Future climate change will cause a regionally uneven shifting of the tropical rain belt – a narrow band of heavy precipitation near the equator – according to researchers at the University of California, Irvine and other institutions. This development may threaten food security for billions of people.
In a study published today in Nature Climate Change, the interdisciplinary team of environmental engineers, Earth system scientists and data science experts stressed that not all parts of the tropics will be affected equally. For instance, the rain belt will move north in parts of the Eastern Hemisphere but will move south in areas in the Western Hemisphere.
According to the study, a northward shift of the tropical rain belt over the eastern Africa and the Indian Ocean will result in future increases of drought stress in southeastern Africa and Madagascar, in addition to intensified flooding in southern India. A southward creeping of the rain belt over the eastern Pacific Ocean and Atlantic Ocean will cause greater drought stress in Central America.
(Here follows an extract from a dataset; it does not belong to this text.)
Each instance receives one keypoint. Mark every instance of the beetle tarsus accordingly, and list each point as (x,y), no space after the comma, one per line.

“Our work shows that climate change will cause the position of Earth’s tropical rain belt to move in opposite directions in two longitudinal sectors that cover almost two thirds of the globe, a process that will have cascading effects on water availability and food production around the world,” said lead author Antonios Mamalakis, who recently received a Ph.D. in civil & environmental engineering in the Henry Samueli School of Engineering at UCI and is currently a postdoctoral fellow in the Department of Atmospheric Science at Colorado State University.